Thinking outside of the box-hole

 Raise drilling seems to be the hot topic at the moment.

What was previously fairly staid technology has leaped ahead all of sudden, with innovation driving it push into areas which have never used the technique previously. 

In particular, there has been a serious shift to underground mining.

One of the newest developments on the block is Mancala’s mechanised vertical miner – the MVM1100.

In underground mines, a large number of short small diameter slot holes need to be excavated, the MVM1100 uses boxhole technology based on field proven pipe jacking methods to fulfill this fairly underserviced area.

Created in conjunction with German tunnelling firm Herrenknecht, the vertical miner was built as “we saw a need for a machine to carry out rises in underground mines which also eliminated the need for a person on site,” Mancala chief executive Martin Kyne told Australian Mining.

Typically, boxhole drilling sees an operator exposed to falling rocks during drilling.

One of the major safety features of this technology is its ability to drill ventilation shafts and ladderways instead of employing blasting methods or blind shaft drilling.

The need for this technology predominately came from Newcrest, for its Cadia gold mine, to help the miner with its block caving mining, with greater focus on safety following the recent Pike River coal mining accident.

Kyne explained that “essentially this technology is just pipejacking for a vertical miner, and from the technology side there is nothing revolutionary about it all, but it is a new application for it.

“You can use a raise bore machine and get similar results, but the mechanised vertical miners are able to do the same job safer and faster (compared to conventional systems), they can set up independently as the machine can tram about while remotely controlled and is able to be detached from the crawlers which typically move boxhole drills around the underground tunnels.”

This is what separates this 37 tonne machine from the pack.

It is able to drill slot hole diameters of up to one metre at lengths of up to 30 metres at inclinations of up to 30 degrees.

According to Mancala, by next year it will increase these capabilities to be to drill diameters of 1.5 metres and lengths of 69 metres.

It has a modular design and the cable and hose reel unit, transport system and power unit can be uncoupled for increased flexibility in compact work sites.

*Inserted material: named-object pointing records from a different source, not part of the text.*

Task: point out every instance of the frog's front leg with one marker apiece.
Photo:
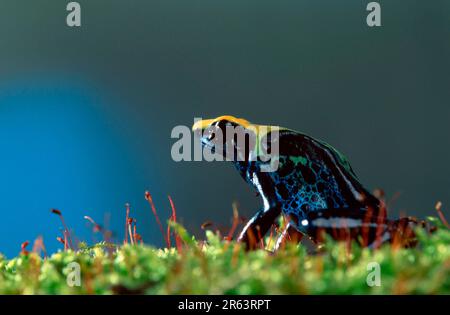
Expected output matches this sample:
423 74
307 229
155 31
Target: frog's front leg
258 226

Its jacking frame provides a push force of approximately 2000kN, with its gripping unit stabilising the jacking frame and bracing itself against the roof and floor.

The hydraulic boxhole boring unit has a nominal cutting torque of 40kNm and its cutterhead rotates independently at the top of the drill pipe column, while its rotational speed and torque are adjustable via the control system.

It also features a skip, which allows discharged materials to be more easily handled and disposed.
A phase two model is in the wings and will come with a conveyor system to remove the ore.

The machine has already undergone months of testing at underground tunnels in Germany, and was commissioned last month.

According to Kyne it already meets New South Wales mining design guidelines.

Mancala is also reportedly developing a narrow vein miner.

Where this technology is really set to make an impact in hardrock mining is in its ability to fully tap the ore.

The drill works along the tunnel, drills a hole upwards into ore through to the next tunnel up, this shaft is then filled with paste or cement once the ore is removed.

The unit then leaves a space and repeats the process across the ore body.

Once this is done, and all the hollow vertical shafts have been filled, it comes back and drills into the spaces it previously left.

“It is an extremely precise unit, as the whole aim is to extract the ore with the least amount of dilution possible,” Kyne told Australian Mining.